Nunca fui boa de paquera. Sendo tímida quando garota, não conseguia sustentar um contato visual. Se olhavam para mim, virava o rosto, constrangida. E mesmo quando a conversa se iniciava, era uma travação só. A meu favor, digo que os garotos não eram muito melhores de papo. Falar sobre si mesmo, quando se é adolescente, equivale a um parto a fórceps. Como dizer abertamente quem somos, como narrar para alguém o nosso universo privado? Era preciso um truque, um subterfúgio.
O meu era gravar fitas K-7 (recorram ao Google, crianças) com minhas músicas preferidas e então dá-las de presente, torcendo para que não precisasse explicar mais nada: através delas, meu futuro príncipe (sempre romântica) descobriria por onde passava minha emoção, em que tom eu me comunicava com meus demônios internos, o que fazia minha imaginação voar, qual era a trilha sonora da minha intimidade – aquela intimidade que eu estava disposta a repartir.
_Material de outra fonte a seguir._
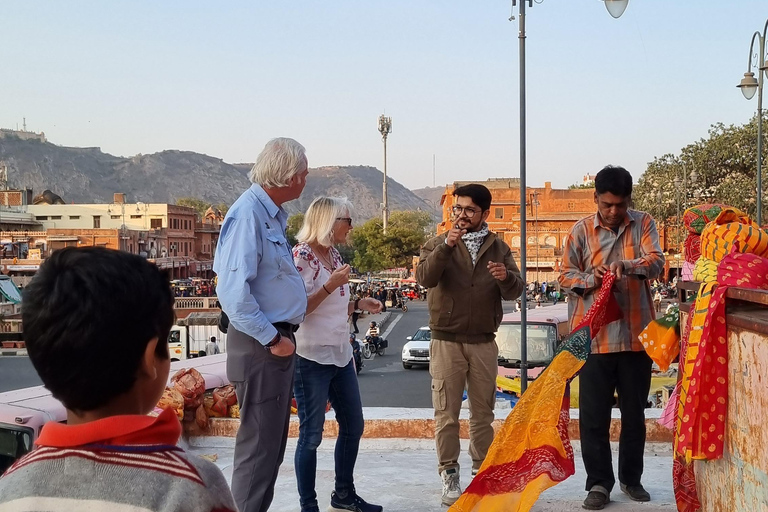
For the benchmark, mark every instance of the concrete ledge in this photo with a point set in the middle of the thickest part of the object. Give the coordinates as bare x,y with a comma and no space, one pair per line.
381,423
12,352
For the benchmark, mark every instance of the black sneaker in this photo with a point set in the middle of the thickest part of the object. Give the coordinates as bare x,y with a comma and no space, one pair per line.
596,499
636,492
351,501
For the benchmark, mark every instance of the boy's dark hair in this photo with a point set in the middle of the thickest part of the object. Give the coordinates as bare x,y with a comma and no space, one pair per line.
88,316
479,195
614,179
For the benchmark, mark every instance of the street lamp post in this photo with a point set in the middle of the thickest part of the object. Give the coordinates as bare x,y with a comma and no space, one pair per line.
385,128
535,205
681,191
615,8
749,85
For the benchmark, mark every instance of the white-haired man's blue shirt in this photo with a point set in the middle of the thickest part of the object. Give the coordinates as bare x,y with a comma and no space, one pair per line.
258,284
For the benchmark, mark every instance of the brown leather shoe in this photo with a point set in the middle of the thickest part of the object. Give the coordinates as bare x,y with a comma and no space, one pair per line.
596,500
636,492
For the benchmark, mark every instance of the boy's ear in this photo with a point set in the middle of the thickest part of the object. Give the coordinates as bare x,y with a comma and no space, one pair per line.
149,361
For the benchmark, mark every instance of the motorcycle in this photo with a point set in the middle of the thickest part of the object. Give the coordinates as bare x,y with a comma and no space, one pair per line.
357,352
374,345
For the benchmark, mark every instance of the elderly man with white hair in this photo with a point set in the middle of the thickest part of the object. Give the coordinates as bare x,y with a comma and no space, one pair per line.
263,295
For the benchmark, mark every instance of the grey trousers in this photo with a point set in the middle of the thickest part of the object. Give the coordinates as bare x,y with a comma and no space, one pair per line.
264,396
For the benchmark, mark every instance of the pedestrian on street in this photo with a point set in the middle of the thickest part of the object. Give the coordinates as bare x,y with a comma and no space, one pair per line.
212,348
253,261
624,242
325,369
469,270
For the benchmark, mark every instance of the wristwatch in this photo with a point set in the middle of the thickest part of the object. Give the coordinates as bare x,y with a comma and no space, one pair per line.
275,341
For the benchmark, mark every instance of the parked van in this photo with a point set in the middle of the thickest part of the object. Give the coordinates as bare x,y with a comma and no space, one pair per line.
190,335
546,328
23,412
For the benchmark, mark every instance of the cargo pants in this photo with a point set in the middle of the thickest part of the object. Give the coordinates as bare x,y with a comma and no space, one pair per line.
455,366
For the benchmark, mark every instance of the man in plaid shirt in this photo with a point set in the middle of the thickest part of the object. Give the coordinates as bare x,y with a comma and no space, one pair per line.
625,242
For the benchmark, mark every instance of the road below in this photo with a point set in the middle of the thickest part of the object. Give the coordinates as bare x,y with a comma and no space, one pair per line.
17,373
383,381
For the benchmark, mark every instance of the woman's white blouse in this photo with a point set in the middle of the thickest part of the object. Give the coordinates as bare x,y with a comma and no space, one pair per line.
323,337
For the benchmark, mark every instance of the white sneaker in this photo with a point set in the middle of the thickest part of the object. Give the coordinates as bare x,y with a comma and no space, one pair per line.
451,486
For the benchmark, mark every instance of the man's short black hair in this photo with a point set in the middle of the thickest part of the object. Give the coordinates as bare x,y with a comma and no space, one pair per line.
614,179
479,195
88,316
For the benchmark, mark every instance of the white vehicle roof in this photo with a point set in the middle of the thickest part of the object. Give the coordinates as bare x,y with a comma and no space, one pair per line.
548,314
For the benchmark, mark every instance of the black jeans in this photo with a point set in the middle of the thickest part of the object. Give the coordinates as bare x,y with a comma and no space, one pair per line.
629,375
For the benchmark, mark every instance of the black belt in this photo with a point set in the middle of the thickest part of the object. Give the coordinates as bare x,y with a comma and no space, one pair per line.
286,326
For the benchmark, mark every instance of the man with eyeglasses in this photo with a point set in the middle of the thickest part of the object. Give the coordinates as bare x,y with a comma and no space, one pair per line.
468,271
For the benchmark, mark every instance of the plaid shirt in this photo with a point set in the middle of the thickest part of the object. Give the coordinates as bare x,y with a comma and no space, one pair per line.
591,244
Um dólar pelos seus pensamentos. Você também fazia isso?
Pode-se tentar o mesmo tipo de conexão emprestando livros, é também uma forma de dizer quem somos, mas selecionar pessoalmente cada música, fazer uma playlist especial para os ouvidos de uma única pessoa costuma ser um strip-tease bem eficiente – e encabula menos. Tanto funciona, que crescemos e mantemos o estratagema. Meu ex-marido me seduziu com seu espetacular gosto musical. A parte mais sofrida da separação foi a divisão dos discos ("pode ficar com o apartamento, o carro, as filhas, mas os álbuns são meus!"). Acabou deixando o mais importante comigo, sua amizade. Ainda trocamos dicas e curtimos o mesmo jazz.
Mas nem sempre tive essa sorte. Se eu não fosse perseverante, alguns romances não teriam prosperado. Um namorado foi viajar e retornou com um CD, o primeiro que eu receberia dele. Abri o pacote com o coração aos pulos: enfim, descobriria o que o comovia. O disco era do Dudu Nobre. Inúmeras mulheres teriam vibrado, mas, pela cara que fiz, ele tomou a decisão certa: passei a ganhar flores, o que garantiu a longevidade da relação.
Não faz muito tempo gravei um CD para alguém com quem começava a sair. Escolhi a dedo alguns blues de Buddy Guy, John Lee Hooker e outros nomes que combinam com uma noite regada a vinho tinto, mas a reação dele foi morna como um copo de leite. A pá de cal: dias depois ele me recomendou um cantor de bolero boliviano. Como é triste o fim de um amor.
Não é obrigatório ter o mesmo gosto musical, mas um relacionamento que se pretenda sintonizado ganha muito quando ambos conseguem escutar o que o outro está sentindo.